When Carragher arrived, he was not supposed to go to the famous “Yellow Wall” stand, let alone have a drink. But when he stood among five or six Dortmund fans, they started buying him one drink after another. ‘They bought me some. So I had to return the favor. It went from there. I just thought the guys were really nice and I should return the favor. The plan was for me to just stand among the audience for ‘You’ll Never Walk Alone’. But I really wanted to be there for the match. It was brilliant. I loved it.”
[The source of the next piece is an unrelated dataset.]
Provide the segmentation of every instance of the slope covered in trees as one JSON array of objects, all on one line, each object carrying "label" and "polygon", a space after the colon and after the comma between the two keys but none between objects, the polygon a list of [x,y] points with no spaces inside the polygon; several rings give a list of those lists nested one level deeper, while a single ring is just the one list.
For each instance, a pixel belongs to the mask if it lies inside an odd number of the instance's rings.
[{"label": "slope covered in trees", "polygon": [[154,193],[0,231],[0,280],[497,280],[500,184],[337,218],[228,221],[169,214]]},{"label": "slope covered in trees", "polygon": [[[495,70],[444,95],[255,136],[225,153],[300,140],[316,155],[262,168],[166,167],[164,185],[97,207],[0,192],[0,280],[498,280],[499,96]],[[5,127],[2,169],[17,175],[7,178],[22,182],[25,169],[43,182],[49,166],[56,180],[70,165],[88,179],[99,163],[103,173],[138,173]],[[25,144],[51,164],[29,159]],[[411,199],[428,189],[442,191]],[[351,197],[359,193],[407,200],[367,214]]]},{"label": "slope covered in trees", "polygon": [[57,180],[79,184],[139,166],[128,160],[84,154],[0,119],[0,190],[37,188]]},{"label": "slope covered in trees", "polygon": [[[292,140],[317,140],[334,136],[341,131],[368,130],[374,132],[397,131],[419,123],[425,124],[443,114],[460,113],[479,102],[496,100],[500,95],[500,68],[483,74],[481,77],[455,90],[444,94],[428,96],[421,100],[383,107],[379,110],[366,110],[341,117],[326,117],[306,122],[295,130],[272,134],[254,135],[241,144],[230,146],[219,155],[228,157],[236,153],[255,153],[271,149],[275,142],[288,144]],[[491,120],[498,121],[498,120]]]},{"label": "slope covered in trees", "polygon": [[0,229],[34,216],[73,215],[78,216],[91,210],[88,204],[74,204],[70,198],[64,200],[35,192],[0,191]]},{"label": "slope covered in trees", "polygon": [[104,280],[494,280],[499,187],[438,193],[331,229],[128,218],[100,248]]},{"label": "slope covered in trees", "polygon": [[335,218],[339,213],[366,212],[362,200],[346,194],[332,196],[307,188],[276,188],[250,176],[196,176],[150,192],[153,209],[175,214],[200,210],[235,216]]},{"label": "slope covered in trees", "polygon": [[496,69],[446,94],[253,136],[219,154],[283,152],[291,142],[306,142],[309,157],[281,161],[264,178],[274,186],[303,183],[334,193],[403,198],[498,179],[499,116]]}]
After the final whistle and a few beers, Carragher found himself talking about the game on camera, but mainly telling the studio about his drunken antics. When Jadon Sancho walked past, he shouted for him to get in front of the camera. After the England winger agreed, Carragher repeatedly put his arm around him, like old friends reuniting in a pub, as he asked him questions, all eliciting big laughs from Richards, Henry and Abdo. “I wasn’t supposed to interview a player. I was just talking to the studio. I saw Sancho walking by and asked him to come in. There was just a lot happening. That’s the way the show is. There isn’t much rehearsal. It’s just the nature of the show.”
Carragher wouldn’t have it any other way and more than a decade on from reviewing his career at Liverpool, he can’t help but be proud of how his career as a pundit has gone. “Monday Night Football and CBS’ Champions League are one end of the spectrum to the other. One of them is a hard analysis that I have to wrap my brain around. The other is more relaxed on Tuesdays and Wednesdays. Sometimes I wake up on Thursdays and I’m a little tired. But in a few years it could easily be over. The nature of television is that someone can lose the rights or involve someone else.”
Until then, Carragher believes he is on “the two best football shows in the world”. It’s hard not to agree.